The warning from the goddess echoed in my head as I climbed the temple stairs to rejoin my adelphia. I found them standing near the mass grave we had dug to bury our fellow priestesses and acolytes. The image of those women all lying dead on the temple grounds ...

It was not something I would ever forget.

“How do we go on?” Io asked sadly while sliding her hand into Suri’s. “What do we do now?”

After a few moments of heavy silence, Zalira lifted her chin and turned toward us. “We do what women have always done. We swallow down our pain, endure our heartache, ignore our suffering. We rise. We persevere. We carry on. We put one foot in front of the other because we have no other choice.”

“We are all that’s left,” Ahyana said.

There was one other person, but she couldn’t help. Our temple battle master, Antiope, had barely survived the slaughter. I didn’t know if she would ever wake up. It seemed like she had stayed alive solely to give us a message.

Hammer of Arion.

Was that what had knocked big chunks out of the temple walls? I still wasn’t sure whether the hammer was a person or an object.

“We have to avenge these women. Help protect Ilion,” Ahyana went on, sounding determined. “It has to be us.”

Ahyana was right. This was up to us.

We had to stop Artemisia.

A former fellow acolyte, she had been working for an unknown enemy and somehow managed to wipe out an entire temple of trained warrior women. I kicked at the red dirt beneath my feet. Why did they throw this when they attacked? Would I ever discover what it meant?

The traitorous high priestess had to know who Artemisia was conspiring with. She had refused to say more after our fight, but I intended to question her as soon as I could.

“What were you doing in the temple?” Io asked me.

“I went in to pray. They destroyed the statue of the goddess, broke it into pieces.” We prayed to that statue. Had taken our vows in front of it.

Io’s free hand went over her mouth as she gasped at the blasphemy. “How could Artemisia do that?”

I suspected that she had done it far too easily. “The statue was covered in a thick layer of gold and that’s gone. I’m assuming Artemisia took it.”

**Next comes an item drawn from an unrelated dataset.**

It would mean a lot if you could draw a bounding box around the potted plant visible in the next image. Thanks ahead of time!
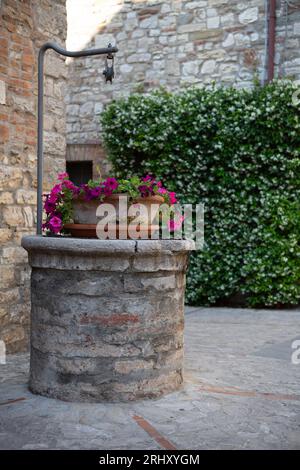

“Why would she?” Ahyana asked.

“She could pay for troops. Ships. Make sure her army has enough supplies,” Zalira said.

Artemisia couldn’t have massacred all the people in the weapons quarter and here at the temple alone. She’d had help.

Which could be an issue, as I had begun to suspect that the thousand-year-old high priestess, Lysimache, no longer had the other eye of the goddess.

And that she’d given it to Artemisia.

I didn’t want to have to fight my way through an army to get the eye back. But that relic was the only way to remove the curse that Lysimache had put on Locris.

“There’s another eye,” I said, realizing that I hadn’t shared this information with my sisters.

“How do you know that?” Zalira asked.

I explained to them about the voice I’d heard in my head, that of my Daemonian battle master, Demaratus, asking me how many eyes the goddess statue had and how I’d realized that the Ilionian and Locrian statues each had two eye sockets, meaning that there were four eyes of the goddess and not only two, as I had previously assumed. “One of the Locrian eyes was split up and given to life mages. She used the other Locrian eye to curse the land. Theano used one from Ilion to stay alive and strengthen us. Then she destroyed what was left. Which means there’s one more Ilionian eye, and we have to get it back.”

“Theano was the one that cursed Locris?” Io sounded shocked. Suri’s lips compressed into a thin line. She was the only other member of our sisterhood who knew everything that I did, because she’d been with me when I confronted the high priestess.

In the midst of all this chaos, I hadn’t yet told the others what I knew, and I felt a bit guilty, as I had recently resolved not to keep any secrets from my adelphia. “Her real name is Lysimache. She was Kysandra’s sister.”